Nerve injury generally degenerates significantly after three weeks, when electromyography is performed and denervated fiber fibrillation potentials are found. Therefore, electromyography
Electromyography should be performed at three weeks of injury, and rechecked at three-month intervals to observe any recovery of nerve function.
2, histamine flush test is mainly used to determine the site of brachial plexus strain injury, which can be divided into preganglionic and postganglionic injury. The signs of motor and sensory paralysis are the same in both types, but the axon reflex can be lost in postganglionic injury (extraforaminal nerve root injury) (negative), and the axon reflex may be present in preganglionic injury (intraforaminal nerve root injury) (positive). Methods: Intradermal injection with 1:1000 histamine phosphate is positive for a series of triple reactions.
(1) Immediate erythema of 10 mm in diameter.
(2) The appearance of an erythema of 20-40 mm around the erythema after half a minute.
(3) Wind masses appeared at the injection site. After peripheral nerve injury, only skin flushing without series of triadic reactions is observed. This method diagnoses brachial plexus nerve injury, positive mostly for preganglionic injury, negative mostly for postganglionic injury.
Second, treatment only a few patients with incomplete injury in 3 months to obtain satisfactory recovery, generally in 1 to 2 years constantly progress. When the upper brachial plexus injury, because the function of the hand is still good, so the effect of treatment recovery is better. In the case of lower brachial plexus injury, the function of the hand is more heavily involved and recovery is poor. Recovery from a complete brachial plexus injury is poor.
Brachial plexus injury caused by birth injury has symptoms such as swelling and pressure pain in the supraclavicular region and impaired arm movement in the early stage. A brace can be applied to keep the affected shoulder at 90° of abduction and 90° of elbow flexion to relax the nerve for recovery. Passive movement of the affected shoulder and elbow joint is performed several times a day.
In cases of partial brachial plexus injury, nerve release can often be performed to obtain some progress after the nerve function has stopped recovering. If necessary, nerve anastomosis is possible. To facilitate visualization, it is sometimes necessary to sever the clavicle. If there is a nerve defect, elevation of the affected shoulder with the head tilted to the affected side can help to perform nerve suturing and postoperative immobilization in a cast.
In upper brachial plexus injuries, if the shoulder muscles do not recover, shoulder fusion may be performed.
If the flexor muscles do not recover, elbow flexor plication can be performed using the forearm muscles or the pectoralis major muscle to improve function.
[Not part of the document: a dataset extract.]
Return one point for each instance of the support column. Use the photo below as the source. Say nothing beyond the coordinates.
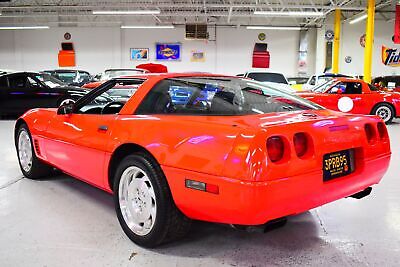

Shoulder fusion should be performed after 14 to 15 years of age.
If the brachial plexus is completely injured and there is no sign of recovery, and the injury is within the intervertebral foramen, or if the injury cannot be repaired by surgical exploration, mid-arm amputation and shoulder fusion with a prosthesis can be considered as appropriate.
In recent years, great progress has been made in the treatment of brachial plexus radicular avulsion injury. The repair of axillary nerve, musculocutaneous nerve, median nerve, etc., using methods such as healthy cervical 7 nerve root transfer, phrenic nerve transfer, cervical plexus motor branch, paying nerve, intercostal nerve transfer, etc., have achieved certain efficacy, supplemented by muscle or musculocutaneous office transplantation, etc., so that the limb that has completely lost function has regained part of its function.